2024年11月22日(金)

安保激変

2012年7月6日

 オスプレイは長い滑走路を必要とせず、高い輸送能力を誇る。完全武装の兵士24名を輸送できるため、海兵隊員や空軍特殊部隊の輸送に特に有用である。オスプレイはベトナム戦争時代のCH-46ヘリコプターと順次交代していくが、その最高速度は時速550キロを超え、CH-46の約2倍である。また、航続距離は空中給油を併用すれば、最大で3700キロとなる。

 だが、オスプレイは開発段階から事故が目立ち、「未亡人製造機」という悪名をはせている。1991年から2000年の間に4機のオスプレイが試験飛行で墜落し、30名の命を奪った。01年から05年の間に改良が重ねられ、現行の「オスプレイ・マークII」が開発された。このマークIIは07年にイラクに、09年にはアフガニスタンでの実戦に投入され、11年には殺害されたオサマ・ビンラディンの遺体を洋上の空母に搬送している。

 昨年の時点で、海兵隊はオスプレイの事故率は飛行10万時間中2件で、海兵隊の他の航空機の事故率(飛行10万時間中2.6件)を下回っていると説明していた。だが、この数字に関しては、「A級」の深刻な事故(死亡事故または200万ドル以上の損害額)しか含めておらず、空軍仕様機の事故も含まれていないという指摘がある。

開発時の最大の課題はエンジン

 オスプレイ開発時の最大の課題は、エンジンであった。オスプレイは海兵隊が中心となって設計したため、強襲揚陸艦に搭載することを前提としている。できるだけ多くのオスプレイを強襲揚陸艦に搭載するため、機体は極限まで小さくなり、回転翼も折りたたみ式となった。

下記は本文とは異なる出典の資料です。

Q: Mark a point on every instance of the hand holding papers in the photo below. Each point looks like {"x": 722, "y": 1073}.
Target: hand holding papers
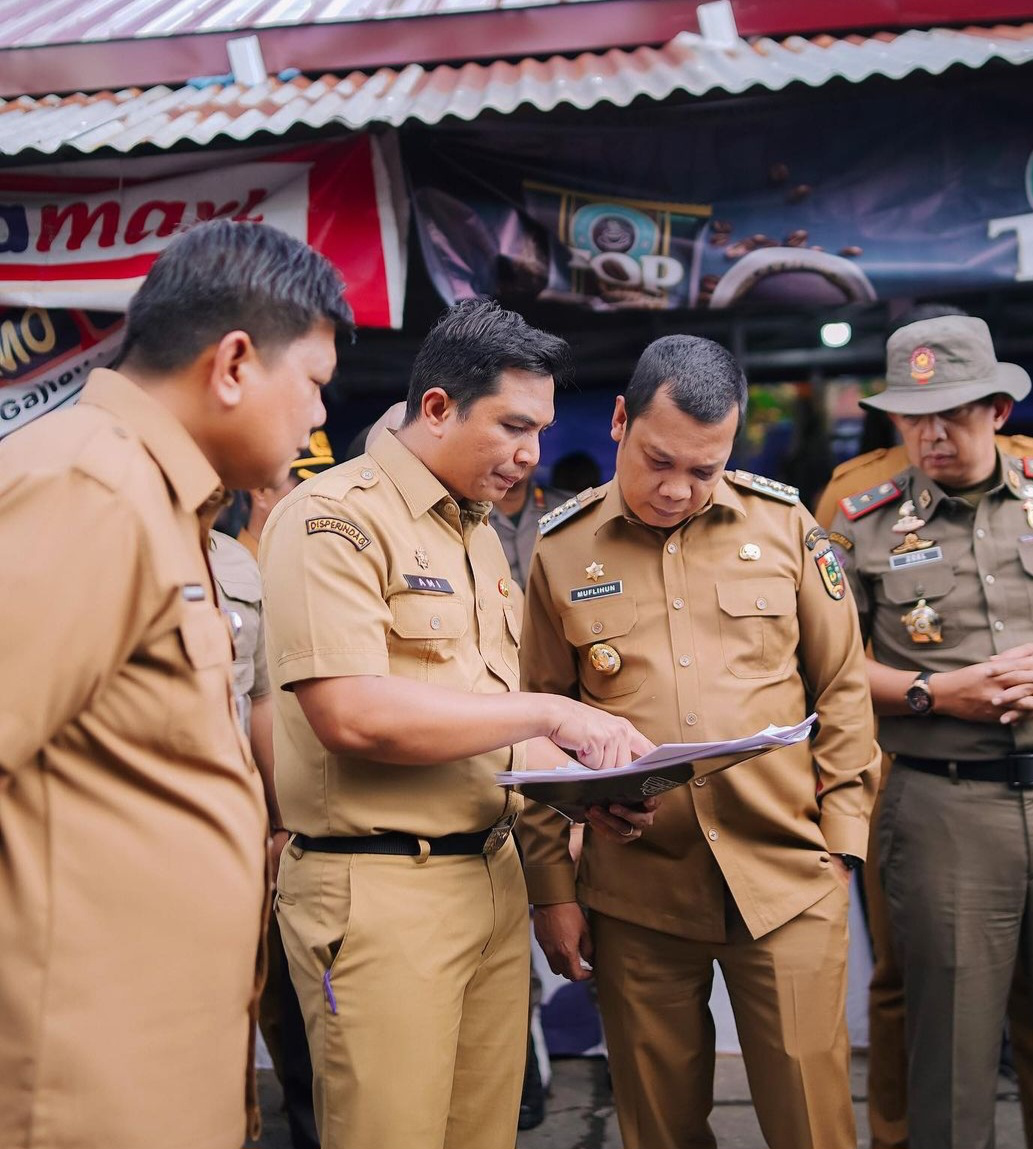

 回転翼は当初の設計よりも1.5メートル短くなったため、搭載するエンジンには6200馬力という非常に高い動力が求められることになった。海兵隊が保有する最大のCH-53ヘリの動力が4400馬力であることからみても、エンジンにかなりの負担がかかることがわかる。また、オスプレイはその複雑な機体のデザインのため、油圧系統も入り組んだものとなっている。

米海兵隊に必要不可欠なオスプレイ

 オスプレイの機体に問題があるのかどうか、軍事機密の壁に阻まれその真実を知ることは容易ではない。しかし、新しい軍用機の導入に事故はつきものであり、高い事故率はオスプレイに限ったことではない。垂直離発着型戦闘機ハリヤーの事故率も当初は非常に高いものであった。

 また、新しい軍用機には訓練のプログラムの向上が不可欠であるが、とりわけ、エンジンを上昇から前進に切り替える際の風向きが事故につながる可能性が指摘されているので、オスプレイのパイロット訓練にもまだまだ改善の余地があろう。軍用機の運用は、失敗を重ねてより安全なものになるのである。